Ai como é bom sentir de verdade! 
Sentir prazer, ou sentir dor, mas sentir... sentir saudade! mas sentir como quem se sente vivo por sentir.
Quem não sabe, chama de masoquismo o que é Arte! arte de viver ou viver com arte.
Sentir! Sentir! Sentir!! - tudo numa só palavra, tudo tão imenso e largo!  Largou-se na cama e respirou profundamente, sentindo a respiração e seu percurso: o ar não seria tão pesado se os desejos fossem facilmente realizáveis. Mas sorveria o ar mesmo que o tempo passasse nesse exercício - respiraria ritmadamente e sentiria no corpo, a presença de alguém distante. Sentiria de verdade e nunca ficaria na superfície dos seus sentimentos.

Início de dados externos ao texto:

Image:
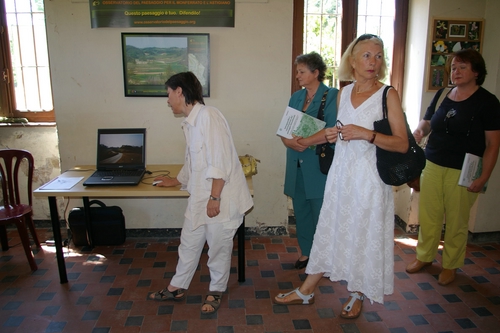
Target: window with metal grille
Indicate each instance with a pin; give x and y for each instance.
(26, 90)
(330, 25)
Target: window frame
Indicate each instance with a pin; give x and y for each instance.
(7, 91)
(349, 32)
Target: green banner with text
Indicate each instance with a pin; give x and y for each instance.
(161, 13)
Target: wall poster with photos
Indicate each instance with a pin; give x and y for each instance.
(448, 36)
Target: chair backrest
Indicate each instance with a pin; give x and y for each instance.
(11, 171)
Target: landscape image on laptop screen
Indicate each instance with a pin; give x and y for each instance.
(120, 148)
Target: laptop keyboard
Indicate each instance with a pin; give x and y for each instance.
(118, 173)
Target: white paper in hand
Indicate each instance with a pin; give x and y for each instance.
(295, 122)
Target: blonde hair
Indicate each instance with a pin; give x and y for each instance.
(345, 70)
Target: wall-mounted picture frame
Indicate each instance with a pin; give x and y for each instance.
(149, 59)
(457, 30)
(448, 36)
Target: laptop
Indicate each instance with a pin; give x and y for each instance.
(121, 157)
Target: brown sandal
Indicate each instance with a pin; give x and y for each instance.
(214, 304)
(165, 295)
(348, 306)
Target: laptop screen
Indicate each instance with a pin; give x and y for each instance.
(121, 148)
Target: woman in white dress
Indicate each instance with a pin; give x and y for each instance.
(354, 240)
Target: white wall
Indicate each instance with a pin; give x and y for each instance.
(249, 81)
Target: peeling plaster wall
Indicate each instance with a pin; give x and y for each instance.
(42, 143)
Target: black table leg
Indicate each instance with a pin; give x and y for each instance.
(241, 252)
(56, 230)
(88, 223)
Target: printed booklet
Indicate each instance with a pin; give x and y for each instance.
(471, 170)
(299, 124)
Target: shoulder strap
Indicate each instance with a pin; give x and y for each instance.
(384, 101)
(321, 115)
(444, 92)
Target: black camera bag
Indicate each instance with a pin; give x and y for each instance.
(108, 225)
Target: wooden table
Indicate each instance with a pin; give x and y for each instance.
(139, 191)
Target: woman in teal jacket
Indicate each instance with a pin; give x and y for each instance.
(304, 182)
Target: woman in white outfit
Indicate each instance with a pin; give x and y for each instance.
(219, 195)
(354, 240)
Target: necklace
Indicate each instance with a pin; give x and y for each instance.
(362, 91)
(310, 98)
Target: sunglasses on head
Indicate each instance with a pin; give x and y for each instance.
(365, 37)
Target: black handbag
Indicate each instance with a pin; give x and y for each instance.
(107, 222)
(397, 168)
(324, 151)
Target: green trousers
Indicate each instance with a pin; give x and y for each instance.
(306, 215)
(441, 198)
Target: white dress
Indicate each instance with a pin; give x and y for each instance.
(354, 239)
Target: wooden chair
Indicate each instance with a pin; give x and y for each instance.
(13, 210)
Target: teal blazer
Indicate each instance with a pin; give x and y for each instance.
(314, 180)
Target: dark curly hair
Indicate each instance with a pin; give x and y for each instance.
(474, 58)
(313, 61)
(191, 87)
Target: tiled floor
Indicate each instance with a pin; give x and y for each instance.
(108, 286)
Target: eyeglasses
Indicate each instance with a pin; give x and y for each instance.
(339, 127)
(449, 114)
(365, 37)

Pensava por alguns momentos que talvez tudo fosse vão - sentir seria  vão! - a vida chegaria ao fim e para que sentir?!  fingiria sempre! seria mais fácil: "mas que prazer é fingir?!"
Largou-se na cama sonhando acordada e vivendo a delícia de existir apesar da distância do objeto de desejo - aliás, queria mais do que desejo: o desejo termina quando se consegue obtê-lo de alguma forma - queria o estado de êxtase, queria a excitação do tocar sem possuir, do ceder sem deixar-se possuir...Queria as horas partidas, poucas horas de amor sem possuir. Para ela,  obter é verbo intransitivo, é finito e sem complemento - contrariando a gramática.
O verbo sentir é completo, pleno, como o verbo Amar, querer o bem, desejar do fundo da alma o bem do outro - daquele outro que, sem razão ou por todas as razões, se ama. Mas desejar é pouco para ela: ela sentia de coração, aquele querer o bem, a paz do outro, a liberdade do outro. Sentia a presença mesmo milhas distante; sentia independente da troca, independente do retorno, independente do egoísmo que grita sempre "quão bobo somos de dar sem receber!" Sentia prazer sem a previsão de que a receita vai ser maior que a despesa.  Queria poder doar esse sentimento sem  pudor, sem pensar em coisas negativas, sem pensar em auto-imagem, auto-estima,  em como seria visto esse amor de verdade - esse amor sem cobrança, amor que preenche e nos faz belos: o Amor é como a obra de arte eterna e sem preço, os anos passam mas ela resiste e impressiona - o Amor resiste e impressiona, por isso é belo.

Deitada na cama, fechou e apertou seus olhos e pensou na pessoa amada tão distante e respirou, como quem busca lá dentro o seu  melhor pensamento; como quem busca retirar do sangue que percorre todo o corpo, oxigenando todas as células,  retirar e doar sua paz,  seu colo, seu corpo àquele ser remoto - remoto, porém um Ser - existente, vivente, não-virtual, não-desligável, não-descartável...  E subitamente, numa expiração, sentiu tomar seu próprio corpo uma onda de prazer indescritível e límpida,  contraindo seus músculos, como num orgasmo, num agudo e breve orgasmo e ali dormiu serena e profundamente bela.